Posted by Ben Hayman under General, 23 Dec 2009


We’re going to be going a bit quiet on the Promise Blog for a week or so. Everyone is taking a break from co-creating for a couple of days. My experience is that the co-creation philosophy doesn’t work so well in a busy kitchen on Christmas morning. Dictatorship is the accepted wisdom in this particualr scenario.

We will of course be keeping our eye’s open for anything that interests us, and we think would interest you, over the holidays and we will resume blogging in earnest in the New Year.

In fact, we already have a bit of a plan for January, so here are a couple of things to look out for on the Promise Blog in 2010:

- Building fertile environments for co-creation - A series of five pieces on setting the scene for co-creation and getting the most out of the people you are working with, whether internal or external. This will be coming out on the second week of Jan.

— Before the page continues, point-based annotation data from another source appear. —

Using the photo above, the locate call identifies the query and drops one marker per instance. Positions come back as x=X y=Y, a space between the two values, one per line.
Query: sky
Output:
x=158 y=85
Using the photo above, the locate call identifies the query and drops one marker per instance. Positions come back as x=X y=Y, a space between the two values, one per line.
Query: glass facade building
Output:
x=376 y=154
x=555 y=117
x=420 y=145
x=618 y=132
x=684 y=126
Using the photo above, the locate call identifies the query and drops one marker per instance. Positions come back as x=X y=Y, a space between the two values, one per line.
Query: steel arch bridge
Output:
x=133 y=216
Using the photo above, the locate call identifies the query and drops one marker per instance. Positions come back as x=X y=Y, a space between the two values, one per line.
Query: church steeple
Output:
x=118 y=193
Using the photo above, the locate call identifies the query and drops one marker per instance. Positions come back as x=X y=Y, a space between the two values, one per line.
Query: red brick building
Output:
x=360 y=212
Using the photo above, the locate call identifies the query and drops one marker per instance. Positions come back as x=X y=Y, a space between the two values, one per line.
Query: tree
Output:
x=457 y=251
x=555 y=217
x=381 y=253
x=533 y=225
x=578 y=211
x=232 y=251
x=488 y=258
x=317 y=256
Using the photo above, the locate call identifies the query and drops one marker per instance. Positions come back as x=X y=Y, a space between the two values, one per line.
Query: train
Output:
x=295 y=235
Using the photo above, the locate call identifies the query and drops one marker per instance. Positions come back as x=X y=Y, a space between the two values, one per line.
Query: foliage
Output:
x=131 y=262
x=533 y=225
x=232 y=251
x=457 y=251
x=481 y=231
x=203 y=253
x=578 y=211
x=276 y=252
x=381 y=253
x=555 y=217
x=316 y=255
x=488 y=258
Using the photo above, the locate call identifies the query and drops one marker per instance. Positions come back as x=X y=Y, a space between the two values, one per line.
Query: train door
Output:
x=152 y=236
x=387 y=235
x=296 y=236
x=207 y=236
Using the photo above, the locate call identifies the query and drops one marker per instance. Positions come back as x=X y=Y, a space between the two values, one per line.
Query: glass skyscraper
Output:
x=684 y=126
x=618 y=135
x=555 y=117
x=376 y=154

- The Expert Forum: Ten co-created trends for 2010 – A synopsis of our next Expert Forum, which will bring together 30 consumers and marketers to think about the key issues and opportunities for brands and businesses to look out for in 2010. For this one, you’ll have to wait until the end of the month!

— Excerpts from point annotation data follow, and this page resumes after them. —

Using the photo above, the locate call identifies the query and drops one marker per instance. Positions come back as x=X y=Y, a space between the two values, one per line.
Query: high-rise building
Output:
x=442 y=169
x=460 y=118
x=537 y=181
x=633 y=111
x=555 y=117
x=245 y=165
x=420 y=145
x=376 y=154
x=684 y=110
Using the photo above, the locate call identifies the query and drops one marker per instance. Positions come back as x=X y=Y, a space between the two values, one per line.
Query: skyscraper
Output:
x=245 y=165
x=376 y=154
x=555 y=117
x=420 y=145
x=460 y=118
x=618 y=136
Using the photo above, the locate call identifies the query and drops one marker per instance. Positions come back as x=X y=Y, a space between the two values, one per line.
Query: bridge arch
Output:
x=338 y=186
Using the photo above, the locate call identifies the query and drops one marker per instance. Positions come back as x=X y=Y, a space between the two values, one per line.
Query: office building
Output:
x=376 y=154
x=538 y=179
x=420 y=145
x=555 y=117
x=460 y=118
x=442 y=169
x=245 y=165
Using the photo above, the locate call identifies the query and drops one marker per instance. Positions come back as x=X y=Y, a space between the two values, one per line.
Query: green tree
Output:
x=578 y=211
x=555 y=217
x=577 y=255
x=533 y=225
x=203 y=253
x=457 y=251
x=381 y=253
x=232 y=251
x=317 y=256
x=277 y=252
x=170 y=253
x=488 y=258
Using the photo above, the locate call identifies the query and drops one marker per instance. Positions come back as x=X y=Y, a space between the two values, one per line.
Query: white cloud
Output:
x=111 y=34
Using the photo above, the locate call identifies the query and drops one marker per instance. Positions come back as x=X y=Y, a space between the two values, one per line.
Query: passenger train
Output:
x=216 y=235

- What Christmas served up for the retailers - what were the succesful retail strategies for Christmas 2009?

Thanks for your interest in us and our work during 2009! We are lucky that we work in an area that fascinates us and that is changing all the time; so expect more information, opinion and new thinking from Promise next year. In the mean time, have a fantastic Christmas and best wishes for a happy and prosperous 2010 from all of the team in London and Washington!